Found a workaround to be able to maintain new task definition revisions with CDK and use Code Deploy with an external CLI command.

        const taskDefinitionProps = {
            cpu: 1024,
            memoryLimitMiB: 2048,
        }

        const taskDefinition = new FargateTaskDefinition(this, 'TaskDefinition', taskDefinitionProps)

        const containerDefinitionOptions = {
            image: ContainerImage.fromEcrRepository(Repository.fromRepositoryName(this, 'Repository', 'docker'), 'latest'),
            environment: {
                NAME: 'latest',
            },
            logging: LogDriver.awsLogs({
                logGroup: logGroup,
                streamPrefix: 'docker',
            }),
        }
        const container = taskDefinition.addContainer('docker', containerDefinitionOptions)

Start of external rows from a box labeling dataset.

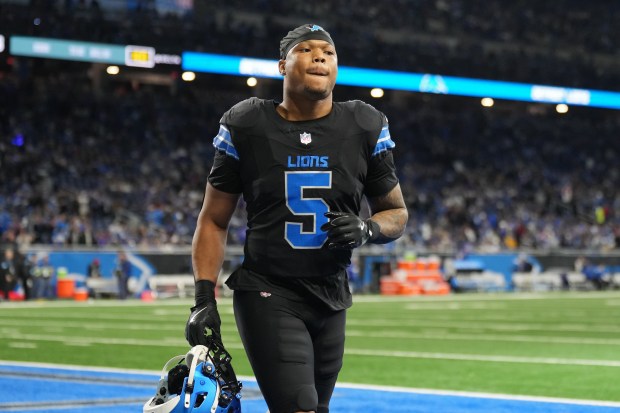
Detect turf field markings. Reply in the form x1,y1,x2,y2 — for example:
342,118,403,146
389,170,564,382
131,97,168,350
7,341,38,349
0,360,620,407
0,397,144,412
2,334,620,367
347,316,620,333
336,383,620,407
347,330,620,346
353,291,620,303
344,348,620,367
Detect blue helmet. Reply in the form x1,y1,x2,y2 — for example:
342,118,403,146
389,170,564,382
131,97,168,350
142,342,242,413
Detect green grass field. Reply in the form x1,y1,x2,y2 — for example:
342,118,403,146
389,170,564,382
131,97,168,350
0,292,620,401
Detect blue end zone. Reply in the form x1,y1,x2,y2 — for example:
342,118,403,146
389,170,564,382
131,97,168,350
0,361,620,413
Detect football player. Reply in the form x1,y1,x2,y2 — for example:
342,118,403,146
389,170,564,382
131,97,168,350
186,24,408,413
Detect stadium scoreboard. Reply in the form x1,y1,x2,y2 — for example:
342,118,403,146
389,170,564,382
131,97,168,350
10,36,168,69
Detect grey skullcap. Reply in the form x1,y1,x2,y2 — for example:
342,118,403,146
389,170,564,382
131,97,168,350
280,24,335,59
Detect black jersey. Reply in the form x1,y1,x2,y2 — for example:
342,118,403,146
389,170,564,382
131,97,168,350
209,98,398,278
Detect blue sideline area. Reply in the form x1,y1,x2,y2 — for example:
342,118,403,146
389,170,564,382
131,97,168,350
0,361,620,413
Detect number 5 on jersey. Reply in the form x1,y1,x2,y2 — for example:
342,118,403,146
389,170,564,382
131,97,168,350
284,171,332,249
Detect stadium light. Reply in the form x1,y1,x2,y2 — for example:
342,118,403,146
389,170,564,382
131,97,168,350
480,98,495,108
182,51,620,110
105,66,121,76
181,72,196,82
370,87,384,99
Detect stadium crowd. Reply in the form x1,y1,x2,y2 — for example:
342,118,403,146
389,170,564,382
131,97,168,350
0,0,620,251
0,0,620,89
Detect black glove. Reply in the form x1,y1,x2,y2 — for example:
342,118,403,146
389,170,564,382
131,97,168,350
185,280,222,347
321,211,381,250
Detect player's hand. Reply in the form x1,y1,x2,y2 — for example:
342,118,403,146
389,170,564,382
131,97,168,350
185,280,222,347
321,211,379,250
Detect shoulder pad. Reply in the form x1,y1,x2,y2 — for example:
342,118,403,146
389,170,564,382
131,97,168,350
347,100,385,131
220,97,263,128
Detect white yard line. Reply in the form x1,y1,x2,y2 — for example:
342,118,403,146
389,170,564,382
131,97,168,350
4,334,620,367
345,348,620,367
347,330,620,346
0,360,620,407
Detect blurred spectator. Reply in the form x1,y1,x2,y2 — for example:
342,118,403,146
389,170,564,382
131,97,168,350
114,251,131,300
0,0,620,251
32,254,56,299
86,258,101,278
0,248,18,301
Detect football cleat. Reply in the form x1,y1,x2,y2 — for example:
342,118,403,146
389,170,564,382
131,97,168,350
142,334,242,413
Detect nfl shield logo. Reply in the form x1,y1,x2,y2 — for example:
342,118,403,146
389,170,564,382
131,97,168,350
299,132,312,145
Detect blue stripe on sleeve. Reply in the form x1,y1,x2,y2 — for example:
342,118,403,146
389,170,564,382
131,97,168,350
213,125,239,160
372,126,396,156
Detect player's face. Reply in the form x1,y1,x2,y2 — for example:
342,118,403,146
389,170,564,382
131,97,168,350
280,40,338,100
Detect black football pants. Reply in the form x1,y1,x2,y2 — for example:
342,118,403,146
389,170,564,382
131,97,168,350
233,291,346,413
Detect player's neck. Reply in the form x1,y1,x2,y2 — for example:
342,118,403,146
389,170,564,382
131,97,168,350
276,95,333,121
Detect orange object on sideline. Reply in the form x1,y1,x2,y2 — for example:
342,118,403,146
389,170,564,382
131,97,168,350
73,288,88,301
56,278,75,298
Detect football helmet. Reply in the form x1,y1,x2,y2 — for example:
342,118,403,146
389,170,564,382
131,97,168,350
142,334,242,413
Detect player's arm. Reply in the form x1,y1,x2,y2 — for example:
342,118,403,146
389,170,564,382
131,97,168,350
367,184,409,244
185,183,239,346
192,183,239,283
321,184,409,249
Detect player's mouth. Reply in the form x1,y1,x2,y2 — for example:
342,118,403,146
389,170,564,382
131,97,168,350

        container.addPortMappings({
            containerPort: 80,
        })

        container.addUlimits({
            name: UlimitName.NOFILE,
            softLimit: 16384,
            hardLimit: 16384,
        })

        const service = new FargateService(this, 'Service', {
            cluster: cluster,
            healthCheckGracePeriod: Duration.seconds(60),
            minHealthyPercent: 50,
            maxHealthyPercent: 200,
            deploymentController: {
                type: DeploymentControllerType.CODE_DEPLOY,
            },
            taskDefinition: taskDefinition,
        })

        const taskDefinitionRev = new FargateTaskDefinition(this, 'TaskDefinitionNew', {
            ...taskDefinitionProps,
            family: taskDefinition.family,
        })

        const cfnTaskDefinition = taskDefinitionRev.node.defaultChild as CfnTaskDefinition
        cfnTaskDefinition.cfnOptions.updateReplacePolicy = CfnDeletionPolicy.RETAIN

        const containerRev = taskDefinitionRev.addContainer('docker', {
            ...containerDefinitionOptions,
            environment: {
                ...containerDefinitionOptions.environment,
                NAME: 'docker-new',
            },
            image: ContainerImage.fromAsset('docker'),
        })

        containerRev.addPortMappings(...container.portMappings)
        containerRev.addUlimits(...container.ulimits)

Explanation: Cloudformation would always try to update the current task definition which would lead to an immediate update of the ecs service. This is not possible (currently) when using DeploymentControllerType.CODE_DEPLOY. By adding a new task definition logical resource in the stack but giving it the same task family, Cloudformation will create a new task definition revision. The revision that is active in the ecs service must not be changed anymore. Unfortunately Cloudformation will remove old revisions. There the updateReplacePolicy needs to be set to retain.

For automating it the newly created task definition revision can be retrieved from the updated stack which can then be used in a cli call like:

aws ecs deploy ...

[konstantinj]

Let's wait for #1559 and everything will be fine.

[MrArnoldPalmer]

Hey there, I'm consolidating the issues around ecs blue/green deployment support into #1559. If you think this is a separate issue feel free to reopen.